Google does not divulge the secret sauce behind hot content, but there are some characteristics that are very common with posts that become hot:
- Many +1’s – Most content that becomes hot has hundreds of +1’s. While a good volume of +1’s helps, it isn’t the only factor. A fraction of hot stories have double-digit +1s. The frequency of +1’s could play a factor as well; many social news sites like Reddit/Digg have implemented this as a “breaking” feature in the past.
- Proportionate Amount of Shares – It seems that sharing is a major factor in hot content. Not only does the content need to be +1-worthy, but share-worthy. This is quite similar to Facebook’s “likes” vs”share” – each is different, and shows different intent. Clearly content that the community deems more “shareable” should play a roll in what’s hot.

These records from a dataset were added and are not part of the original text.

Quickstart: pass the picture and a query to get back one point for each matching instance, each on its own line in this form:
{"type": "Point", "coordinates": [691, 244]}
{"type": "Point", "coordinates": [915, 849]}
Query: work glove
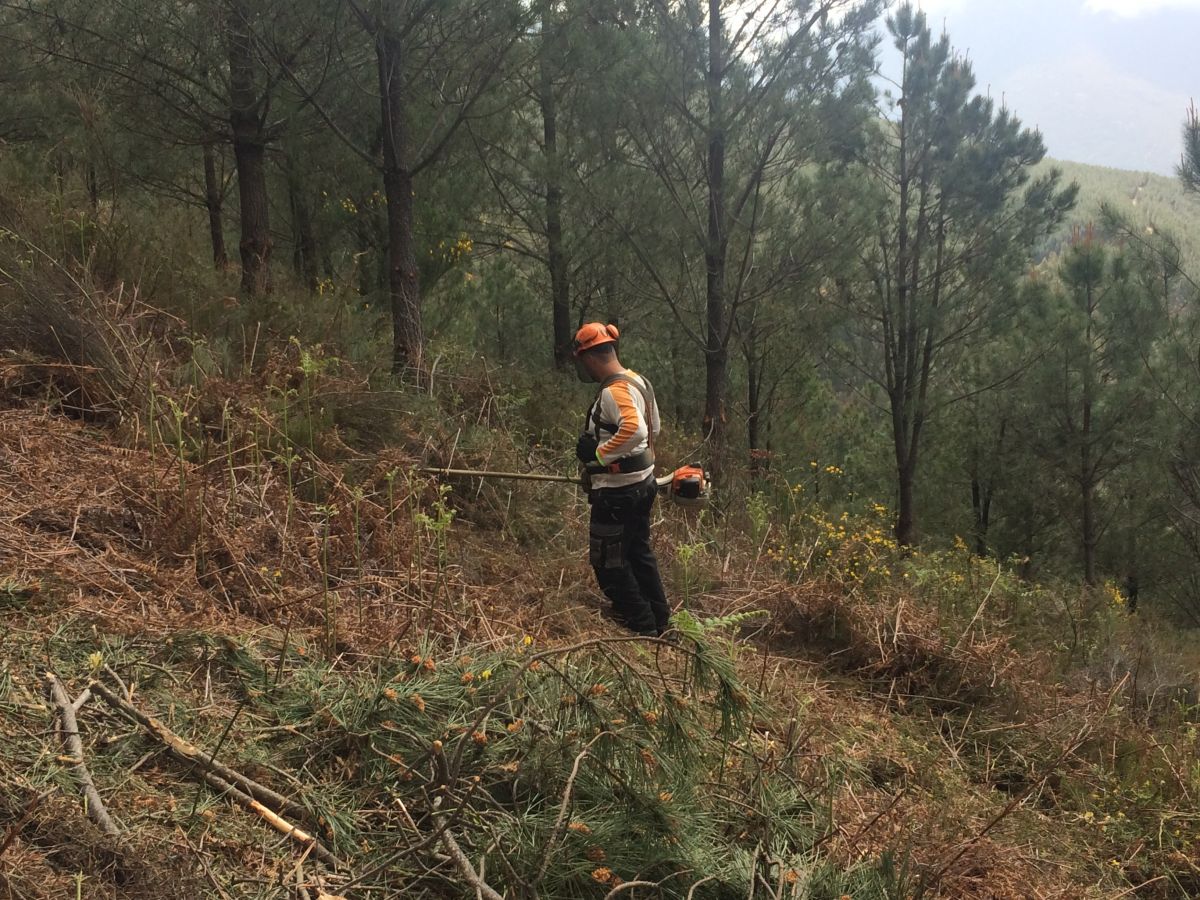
{"type": "Point", "coordinates": [586, 449]}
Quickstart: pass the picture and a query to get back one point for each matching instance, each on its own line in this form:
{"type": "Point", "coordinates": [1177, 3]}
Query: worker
{"type": "Point", "coordinates": [617, 453]}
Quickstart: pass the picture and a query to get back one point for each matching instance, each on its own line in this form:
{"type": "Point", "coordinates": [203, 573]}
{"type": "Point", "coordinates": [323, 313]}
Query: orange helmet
{"type": "Point", "coordinates": [593, 334]}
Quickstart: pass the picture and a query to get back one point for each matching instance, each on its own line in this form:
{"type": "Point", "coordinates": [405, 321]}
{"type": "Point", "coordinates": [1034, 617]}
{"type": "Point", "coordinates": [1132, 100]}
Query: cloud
{"type": "Point", "coordinates": [1132, 9]}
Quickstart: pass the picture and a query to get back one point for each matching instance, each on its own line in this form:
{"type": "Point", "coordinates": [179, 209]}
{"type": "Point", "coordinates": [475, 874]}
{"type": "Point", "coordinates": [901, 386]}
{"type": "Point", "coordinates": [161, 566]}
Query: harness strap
{"type": "Point", "coordinates": [647, 391]}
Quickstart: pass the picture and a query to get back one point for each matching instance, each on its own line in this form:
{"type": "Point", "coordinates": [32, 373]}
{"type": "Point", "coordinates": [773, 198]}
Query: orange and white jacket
{"type": "Point", "coordinates": [622, 424]}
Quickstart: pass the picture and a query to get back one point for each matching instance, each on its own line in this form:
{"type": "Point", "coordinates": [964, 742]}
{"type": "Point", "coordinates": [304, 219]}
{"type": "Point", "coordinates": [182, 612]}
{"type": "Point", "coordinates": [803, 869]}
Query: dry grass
{"type": "Point", "coordinates": [949, 751]}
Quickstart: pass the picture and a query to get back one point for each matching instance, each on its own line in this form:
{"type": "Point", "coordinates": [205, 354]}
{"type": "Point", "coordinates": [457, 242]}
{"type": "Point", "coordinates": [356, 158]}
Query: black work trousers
{"type": "Point", "coordinates": [621, 555]}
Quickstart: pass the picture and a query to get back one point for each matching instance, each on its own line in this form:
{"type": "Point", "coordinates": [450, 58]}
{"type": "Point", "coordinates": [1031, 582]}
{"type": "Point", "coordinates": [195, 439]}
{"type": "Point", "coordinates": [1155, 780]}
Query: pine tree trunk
{"type": "Point", "coordinates": [403, 288]}
{"type": "Point", "coordinates": [715, 352]}
{"type": "Point", "coordinates": [304, 241]}
{"type": "Point", "coordinates": [906, 516]}
{"type": "Point", "coordinates": [1090, 539]}
{"type": "Point", "coordinates": [213, 202]}
{"type": "Point", "coordinates": [250, 151]}
{"type": "Point", "coordinates": [559, 288]}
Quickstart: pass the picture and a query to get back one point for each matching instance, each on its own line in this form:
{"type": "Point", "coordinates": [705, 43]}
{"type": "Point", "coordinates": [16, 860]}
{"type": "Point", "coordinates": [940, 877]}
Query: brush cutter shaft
{"type": "Point", "coordinates": [521, 475]}
{"type": "Point", "coordinates": [510, 475]}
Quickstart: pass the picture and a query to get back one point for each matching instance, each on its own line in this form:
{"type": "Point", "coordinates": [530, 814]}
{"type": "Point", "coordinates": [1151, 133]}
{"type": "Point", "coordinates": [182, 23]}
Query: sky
{"type": "Point", "coordinates": [1107, 82]}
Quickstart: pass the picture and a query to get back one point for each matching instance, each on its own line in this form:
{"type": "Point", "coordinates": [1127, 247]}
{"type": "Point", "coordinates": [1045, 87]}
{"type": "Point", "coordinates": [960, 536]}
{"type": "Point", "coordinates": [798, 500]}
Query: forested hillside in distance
{"type": "Point", "coordinates": [288, 293]}
{"type": "Point", "coordinates": [1146, 199]}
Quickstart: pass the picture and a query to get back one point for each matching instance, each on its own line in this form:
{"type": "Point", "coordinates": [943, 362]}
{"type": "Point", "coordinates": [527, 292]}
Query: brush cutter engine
{"type": "Point", "coordinates": [687, 486]}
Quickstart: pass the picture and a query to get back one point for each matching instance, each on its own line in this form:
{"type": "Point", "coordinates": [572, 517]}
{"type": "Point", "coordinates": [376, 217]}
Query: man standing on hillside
{"type": "Point", "coordinates": [617, 451]}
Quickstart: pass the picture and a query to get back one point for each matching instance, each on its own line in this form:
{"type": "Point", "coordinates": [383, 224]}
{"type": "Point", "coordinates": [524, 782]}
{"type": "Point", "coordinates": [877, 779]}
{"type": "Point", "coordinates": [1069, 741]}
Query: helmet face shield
{"type": "Point", "coordinates": [581, 371]}
{"type": "Point", "coordinates": [594, 334]}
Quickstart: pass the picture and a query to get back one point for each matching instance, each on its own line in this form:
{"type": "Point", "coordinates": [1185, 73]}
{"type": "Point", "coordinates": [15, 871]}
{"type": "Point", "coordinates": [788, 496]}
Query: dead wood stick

- Comments – The vast majority of articles that become hot have a high percentage of comments to +1’s. This may be a byproduct of the content becoming hot, but it appears to be a correlating factor. With the hot posts a rise of spam is occurring, with many users trying to ride the coattails of popular info.
- Images – People love images. While I haven’t seen causation that images help push content hot, they sure help gather the above three factors. Posts without visual aids simply don’t draw as much attention as a vivid, colorful image. Images are a painfully easy way to help boost +1s, sharing and comments so feel free to implement photos or thumbnails to improve your chances of getting hot.
Note: all of the above are factors ard listed due to extensive monitoring of hot posts, not directly attributable to Google. For a more official clarification we reached out to Google and received some enlightening answers.
Google’s Statements on Hot Posts
To try to clear up a few items and theories we contacted a Google Spokesperson, the official answers below are in bold.
One theory floating around was that more hot posts were showing up on mobile devices than on the web.
Q: It seems that Hot On Google+ appears more on mobile devices. Are you actively displaying more hot content to users on their phones?
A: No, we’re not displaying more hot content to users on their phones than we do on the web. If you want to adjust or remove this content from your stream, just visit www.plus.google.com/hot and adjust the volume control slider as you see fit.
While Google has never stated that hot posts revolved around interests/likes, this is a common way that other social networks custom-target content. We wanted to see if any previous activity or interests officially play a part in getting a post hot.
Q: Is content that appears Hot On Google+ relative to a user’s previous +1’s, shares & sparks? Some users seem surprised by some content, others seem to get the proper messaging. I wanted to know how much personalization comes into play when displaying this information.
A: What’s Hot is not currently personalized to the user based on interests, but this is something that we will be looking into. The stream pulls in popular content from many different topic areas and can include posts from anyone on Google+; it’s algorithmically designed to pull in the most popular posts from across Google+.
So, one item that we know does not influence hot articles is users interests or sparks activity. Content that is hot on Google+ is hot for everyone, but from the response, it doesn’t look like it will stay that way for long. What can you do to prepare for this? Well, make sure you target the most appropriate audience and are posting relevant content.
Q: Can content become hot from a website if they don’t have a Google+ page?
A: Currently, only Google+ posts — whether from an individual Google+ user or a Google+ page — are included in the stream.
So, the content must be posted on Google+ in order to become hot (duh). But brands don’t need to have a Google+ presence in order to have content from their site get hot – they just need someone to post it.
We also tried to sneak in some official verification on the factors that help content become hot but came up empty handed.
Q: Can you verify that +1’s, shares, Google+ +1’s play into whether or not a story is shown as hot?
A: We determine a popular posts on the What’s Hot page based on a number of different factors but we don’t comment on the specifics.